Does GitHub Support MCP (Model Context Protocol)?
Yes. Support is delivered through Copilot, primarily in Copilot Chat, which can connect to protocol compatible servers, including a first party server for repositories, issues, and pull requests, and a registry that manages what is available.
The registry is in public preview, and organization level allow and deny policies are available on Copilot Business and Enterprise.
How GitHub Uses MCP or MCP Like Integrations
Think of servers as a toolbox the assistant can reach into when it needs data or to perform a task. The platform sits between your requests and the tools or sources you approve, then blends model reasoning with what those systems return.
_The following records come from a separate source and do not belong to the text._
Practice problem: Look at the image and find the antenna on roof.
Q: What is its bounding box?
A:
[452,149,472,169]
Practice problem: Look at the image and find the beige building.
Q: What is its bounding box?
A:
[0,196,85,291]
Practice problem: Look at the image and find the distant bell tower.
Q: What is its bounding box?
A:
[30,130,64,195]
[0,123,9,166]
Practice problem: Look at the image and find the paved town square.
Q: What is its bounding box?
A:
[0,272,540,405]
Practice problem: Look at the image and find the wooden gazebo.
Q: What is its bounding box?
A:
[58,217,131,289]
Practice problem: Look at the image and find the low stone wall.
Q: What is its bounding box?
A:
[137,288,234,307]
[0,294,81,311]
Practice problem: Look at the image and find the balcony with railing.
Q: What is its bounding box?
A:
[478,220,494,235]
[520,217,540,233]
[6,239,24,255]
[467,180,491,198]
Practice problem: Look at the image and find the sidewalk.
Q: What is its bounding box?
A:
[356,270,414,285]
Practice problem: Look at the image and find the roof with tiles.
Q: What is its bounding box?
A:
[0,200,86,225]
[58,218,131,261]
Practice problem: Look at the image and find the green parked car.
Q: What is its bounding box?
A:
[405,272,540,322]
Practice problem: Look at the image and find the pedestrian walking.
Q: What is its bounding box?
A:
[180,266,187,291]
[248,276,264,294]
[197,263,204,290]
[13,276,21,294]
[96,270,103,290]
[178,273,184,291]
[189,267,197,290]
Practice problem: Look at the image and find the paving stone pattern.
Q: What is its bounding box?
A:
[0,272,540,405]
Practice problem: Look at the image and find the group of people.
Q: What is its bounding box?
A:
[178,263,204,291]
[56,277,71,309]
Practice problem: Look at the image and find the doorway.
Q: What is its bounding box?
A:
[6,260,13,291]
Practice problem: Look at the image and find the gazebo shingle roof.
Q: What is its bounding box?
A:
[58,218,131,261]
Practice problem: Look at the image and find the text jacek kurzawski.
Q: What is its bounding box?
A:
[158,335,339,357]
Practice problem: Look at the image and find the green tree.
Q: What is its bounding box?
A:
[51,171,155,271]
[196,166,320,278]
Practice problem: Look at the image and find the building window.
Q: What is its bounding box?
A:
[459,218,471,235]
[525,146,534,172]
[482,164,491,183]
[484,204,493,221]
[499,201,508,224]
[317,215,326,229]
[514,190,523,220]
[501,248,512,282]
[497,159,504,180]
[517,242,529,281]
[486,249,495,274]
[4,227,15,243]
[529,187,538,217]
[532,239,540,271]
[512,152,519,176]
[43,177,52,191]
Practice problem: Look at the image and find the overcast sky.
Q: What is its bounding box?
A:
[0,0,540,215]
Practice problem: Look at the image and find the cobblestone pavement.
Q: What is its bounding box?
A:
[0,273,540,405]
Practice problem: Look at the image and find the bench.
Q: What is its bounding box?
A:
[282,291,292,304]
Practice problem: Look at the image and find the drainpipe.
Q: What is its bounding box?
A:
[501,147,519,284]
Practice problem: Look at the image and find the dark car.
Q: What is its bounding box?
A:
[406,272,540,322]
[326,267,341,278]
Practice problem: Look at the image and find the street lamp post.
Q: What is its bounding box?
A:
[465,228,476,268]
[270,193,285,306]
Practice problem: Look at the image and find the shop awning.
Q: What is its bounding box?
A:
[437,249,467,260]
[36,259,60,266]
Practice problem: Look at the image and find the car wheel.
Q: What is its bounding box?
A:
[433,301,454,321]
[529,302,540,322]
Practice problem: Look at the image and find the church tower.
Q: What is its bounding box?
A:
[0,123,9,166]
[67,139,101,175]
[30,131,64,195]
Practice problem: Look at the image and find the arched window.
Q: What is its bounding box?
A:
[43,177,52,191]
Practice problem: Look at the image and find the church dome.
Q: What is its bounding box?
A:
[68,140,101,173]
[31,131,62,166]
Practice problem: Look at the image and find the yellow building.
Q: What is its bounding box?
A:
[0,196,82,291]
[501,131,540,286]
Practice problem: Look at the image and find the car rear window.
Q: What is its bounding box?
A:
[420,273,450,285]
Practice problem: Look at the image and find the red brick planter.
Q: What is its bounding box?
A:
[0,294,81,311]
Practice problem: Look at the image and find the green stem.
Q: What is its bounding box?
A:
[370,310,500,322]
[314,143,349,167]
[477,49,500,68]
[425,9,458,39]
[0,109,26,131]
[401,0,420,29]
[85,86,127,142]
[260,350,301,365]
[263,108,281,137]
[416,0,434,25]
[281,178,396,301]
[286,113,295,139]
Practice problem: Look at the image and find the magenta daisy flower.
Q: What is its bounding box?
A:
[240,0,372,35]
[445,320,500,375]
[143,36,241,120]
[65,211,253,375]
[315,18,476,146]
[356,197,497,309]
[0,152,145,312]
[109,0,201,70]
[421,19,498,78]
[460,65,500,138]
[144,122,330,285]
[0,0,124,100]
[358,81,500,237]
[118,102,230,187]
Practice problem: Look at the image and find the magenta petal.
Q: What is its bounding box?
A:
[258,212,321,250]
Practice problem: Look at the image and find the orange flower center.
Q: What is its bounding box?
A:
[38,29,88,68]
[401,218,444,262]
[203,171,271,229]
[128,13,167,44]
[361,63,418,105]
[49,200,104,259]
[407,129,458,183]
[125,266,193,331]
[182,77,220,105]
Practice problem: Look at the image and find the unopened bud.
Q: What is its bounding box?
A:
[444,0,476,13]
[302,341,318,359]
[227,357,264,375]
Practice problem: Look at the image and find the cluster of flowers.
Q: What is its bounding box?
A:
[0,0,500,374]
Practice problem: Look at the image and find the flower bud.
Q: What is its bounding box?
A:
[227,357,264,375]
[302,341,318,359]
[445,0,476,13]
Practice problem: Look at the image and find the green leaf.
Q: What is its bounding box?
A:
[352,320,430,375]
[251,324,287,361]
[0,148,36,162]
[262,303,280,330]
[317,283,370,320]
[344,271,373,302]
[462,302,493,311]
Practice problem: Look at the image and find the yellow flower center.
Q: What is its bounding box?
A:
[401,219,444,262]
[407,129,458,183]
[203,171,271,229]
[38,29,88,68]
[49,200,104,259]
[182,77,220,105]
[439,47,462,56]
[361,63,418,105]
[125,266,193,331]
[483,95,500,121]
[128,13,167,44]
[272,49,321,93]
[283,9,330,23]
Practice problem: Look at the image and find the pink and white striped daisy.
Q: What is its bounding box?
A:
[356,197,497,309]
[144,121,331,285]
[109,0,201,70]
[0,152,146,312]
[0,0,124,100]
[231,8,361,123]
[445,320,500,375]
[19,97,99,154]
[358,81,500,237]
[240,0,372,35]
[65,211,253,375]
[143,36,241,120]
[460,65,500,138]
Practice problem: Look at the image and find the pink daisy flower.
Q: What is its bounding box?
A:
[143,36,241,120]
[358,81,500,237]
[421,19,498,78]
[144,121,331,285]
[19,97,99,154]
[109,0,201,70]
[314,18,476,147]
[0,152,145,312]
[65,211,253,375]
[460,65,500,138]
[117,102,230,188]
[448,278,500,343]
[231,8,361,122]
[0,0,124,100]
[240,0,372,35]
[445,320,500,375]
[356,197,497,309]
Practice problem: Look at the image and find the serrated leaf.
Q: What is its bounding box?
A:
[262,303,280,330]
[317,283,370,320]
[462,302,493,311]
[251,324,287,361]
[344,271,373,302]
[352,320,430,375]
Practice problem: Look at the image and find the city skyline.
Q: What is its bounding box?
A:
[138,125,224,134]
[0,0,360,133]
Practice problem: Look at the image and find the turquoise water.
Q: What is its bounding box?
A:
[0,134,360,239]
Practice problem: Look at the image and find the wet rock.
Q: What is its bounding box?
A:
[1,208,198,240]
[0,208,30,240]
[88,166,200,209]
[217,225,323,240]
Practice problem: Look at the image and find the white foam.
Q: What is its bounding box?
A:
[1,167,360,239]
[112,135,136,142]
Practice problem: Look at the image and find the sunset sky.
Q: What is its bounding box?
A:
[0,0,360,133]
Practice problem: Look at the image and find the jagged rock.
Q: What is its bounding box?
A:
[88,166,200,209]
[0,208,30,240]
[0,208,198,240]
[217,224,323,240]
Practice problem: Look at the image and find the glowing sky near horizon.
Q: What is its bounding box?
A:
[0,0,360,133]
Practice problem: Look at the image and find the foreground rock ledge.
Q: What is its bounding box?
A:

First, you connect things. An admin or power user selects one or two servers that map to a real task, registers them via the registry or IDE settings, and leaves others off to keep behavior predictable.
Second, you set boundaries. On supported plans, policies can allow or block specific servers so the assistant only touches systems you’re comfortable with, using existing developer identities.
Third, you use it day to day. In VS Code or another supported IDE, a developer asks Copilot for help. When needed, it calls an approved server behind the scenes, pulls live context, and responds accordingly.
- Environments include VS Code, GitHub.com, JetBrains IDEs, Xcode, Eclipse, Cursor, and Windsurf.
- Server policies are disabled by default and apply to Business and Enterprise plans.
- Free and Pro users don’t get those organization wide policy controls.
- Cloud connectivity is assumed. Fully offline or air gapped setups aren’t the default target.